Fed induced rally likely trapped new buyers, and, sent some false confidence to those feeling the squeeze right now.
Rally + 100% reversal and new relative lows printed- closing on the lows of the day.
Sellers did not let up 1inch up through the close.
Point A- Key swing point
Point B- Breakout + retest of swing, plus base of leg that printed new highs
Point C- As stated above, key convergence of multiple MAs plus 382 FIB found sellers
It’s more likely we see a retest of the Point A/B level given the amount of impulsive selling and overall bearish dominance.
As the day went on, in just 10 hours time retail has continued to buy into this selling pressure.
We’re back at a reading of 6.8, which is higher than the previous extreme I posted 2 weeks ago w/ a reading of 6.2. The highest YTD reading on the Swissie was back in Feb when it hit ~12. If we’re taking that as the level that retail will capitulate at, there is clearly more room to move.

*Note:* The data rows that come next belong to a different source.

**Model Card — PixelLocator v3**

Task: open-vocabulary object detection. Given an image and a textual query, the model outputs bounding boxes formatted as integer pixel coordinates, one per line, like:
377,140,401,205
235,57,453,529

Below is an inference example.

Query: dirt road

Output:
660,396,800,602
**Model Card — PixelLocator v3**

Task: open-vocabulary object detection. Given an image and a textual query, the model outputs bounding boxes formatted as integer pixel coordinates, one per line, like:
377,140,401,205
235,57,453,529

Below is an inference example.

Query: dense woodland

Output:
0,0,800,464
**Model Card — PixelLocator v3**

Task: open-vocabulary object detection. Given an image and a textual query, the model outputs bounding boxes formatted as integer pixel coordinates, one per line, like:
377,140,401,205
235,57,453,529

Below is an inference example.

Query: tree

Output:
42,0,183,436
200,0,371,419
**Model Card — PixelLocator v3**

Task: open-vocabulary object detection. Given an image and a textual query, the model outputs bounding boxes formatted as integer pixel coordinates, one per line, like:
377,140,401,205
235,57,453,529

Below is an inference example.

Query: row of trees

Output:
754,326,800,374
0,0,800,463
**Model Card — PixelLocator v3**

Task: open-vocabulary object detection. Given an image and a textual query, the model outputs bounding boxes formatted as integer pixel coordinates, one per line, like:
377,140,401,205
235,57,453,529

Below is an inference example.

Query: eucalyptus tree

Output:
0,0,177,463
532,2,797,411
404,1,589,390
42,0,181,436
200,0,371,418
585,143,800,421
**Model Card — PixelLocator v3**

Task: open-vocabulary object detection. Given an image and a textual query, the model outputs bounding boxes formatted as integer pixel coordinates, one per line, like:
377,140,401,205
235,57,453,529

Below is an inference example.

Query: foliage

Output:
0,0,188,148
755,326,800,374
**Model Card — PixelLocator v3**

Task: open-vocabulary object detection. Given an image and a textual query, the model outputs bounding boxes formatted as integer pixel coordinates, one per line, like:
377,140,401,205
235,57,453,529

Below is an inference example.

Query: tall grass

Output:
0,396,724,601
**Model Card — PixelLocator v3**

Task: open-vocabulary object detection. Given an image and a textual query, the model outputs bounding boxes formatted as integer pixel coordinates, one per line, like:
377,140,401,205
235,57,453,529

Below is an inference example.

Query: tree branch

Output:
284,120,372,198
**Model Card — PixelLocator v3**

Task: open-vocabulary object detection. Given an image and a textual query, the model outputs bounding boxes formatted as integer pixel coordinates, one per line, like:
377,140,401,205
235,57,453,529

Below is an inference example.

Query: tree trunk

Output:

The one thing I’ve noticed about the SSI data over the years, is that 70-90% of the time it is reliable at firing off a decent input value to your trading model for consideration on taking a new position in the direction of the near-term trend. However, when it hits relative extremes, retail is actually pretty good at defining tops and bottoms. Just something to be aware of- and, I’ve even heard FXCM analysts (back in the day) talk about this phenomenon.